I'd not copy anything 1:1, risks network, etc. duplication and other weird things which could maybe even influence the physical host production setup. I mean, can be done, but needs taking more care.
Normally I install three VMs with PVE from scratch, or one and clone that + nodename changes afterwards, both pretty quick to do.
 
I'd not copy anything 1:1, risks network, etc. duplication and other weird things which could maybe even influence the physical host production setup. I mean, can be done, but needs taking more care.
Normally I install three VMs with PVE from scratch, or one and clone that + nodename changes afterwards, both pretty quick to do.

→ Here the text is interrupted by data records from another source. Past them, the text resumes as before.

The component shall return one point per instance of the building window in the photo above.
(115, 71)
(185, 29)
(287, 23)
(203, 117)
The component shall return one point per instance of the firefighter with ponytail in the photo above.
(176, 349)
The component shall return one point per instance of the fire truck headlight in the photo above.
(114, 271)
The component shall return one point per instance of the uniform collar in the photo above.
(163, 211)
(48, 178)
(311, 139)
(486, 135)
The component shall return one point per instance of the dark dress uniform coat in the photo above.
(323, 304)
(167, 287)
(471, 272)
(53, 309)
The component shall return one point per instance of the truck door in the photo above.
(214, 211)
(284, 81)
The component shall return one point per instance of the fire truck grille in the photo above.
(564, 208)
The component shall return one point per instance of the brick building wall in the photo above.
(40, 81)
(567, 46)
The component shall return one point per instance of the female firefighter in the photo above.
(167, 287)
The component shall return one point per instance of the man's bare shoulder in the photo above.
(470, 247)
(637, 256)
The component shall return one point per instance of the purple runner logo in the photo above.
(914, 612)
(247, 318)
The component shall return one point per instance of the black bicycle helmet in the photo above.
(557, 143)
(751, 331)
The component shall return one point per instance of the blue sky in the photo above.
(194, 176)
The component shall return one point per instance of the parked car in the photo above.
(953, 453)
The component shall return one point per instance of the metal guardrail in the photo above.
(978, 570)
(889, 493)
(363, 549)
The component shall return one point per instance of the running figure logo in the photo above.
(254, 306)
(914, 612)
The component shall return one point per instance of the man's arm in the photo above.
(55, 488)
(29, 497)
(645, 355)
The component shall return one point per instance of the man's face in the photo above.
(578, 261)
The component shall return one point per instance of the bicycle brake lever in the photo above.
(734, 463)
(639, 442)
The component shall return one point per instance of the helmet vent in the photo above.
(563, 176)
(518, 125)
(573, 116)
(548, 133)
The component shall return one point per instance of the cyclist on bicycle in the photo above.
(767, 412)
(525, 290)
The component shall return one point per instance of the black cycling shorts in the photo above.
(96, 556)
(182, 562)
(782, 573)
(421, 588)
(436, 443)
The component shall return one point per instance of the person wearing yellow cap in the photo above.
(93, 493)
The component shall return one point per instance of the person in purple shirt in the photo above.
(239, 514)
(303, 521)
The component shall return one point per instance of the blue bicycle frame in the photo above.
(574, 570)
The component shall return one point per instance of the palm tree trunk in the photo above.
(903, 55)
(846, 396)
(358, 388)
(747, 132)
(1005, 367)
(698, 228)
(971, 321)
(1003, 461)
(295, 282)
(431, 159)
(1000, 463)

Do you have a procedure document to help me understand how I can do that?
 
Do you have a procedure document to help me understand how I can do that?

There isn't too much complexity to it, it's mostly like you'd install it normally but in VMs:
  1. Create a VM with the Proxmox VE 5.4 ISO selected, use 2 GB memory (1 GB can work, but then nested guest tests may not) and at least 2 vCPU cores. A disk with >8 GB should do for the test, if you have enough space use >=32G
  2. Start the VM and install Proxmox VE, be sure to use an IP address and node name which you do not confuse with your real Proxmox VE setup
  3. Repeat that until you have three virtual Proxmox VE nodes
  4. then you can cluster them
  5. Then I'd make a snapshot of all three VMs from the real PVE host, so you can easily rollback and test again
Instead of step 3 you could also clone the first created VM for number two and three and change the hostname afterwards, may be quicker and possibly saving some space but more prone to make errors when changing the hostname.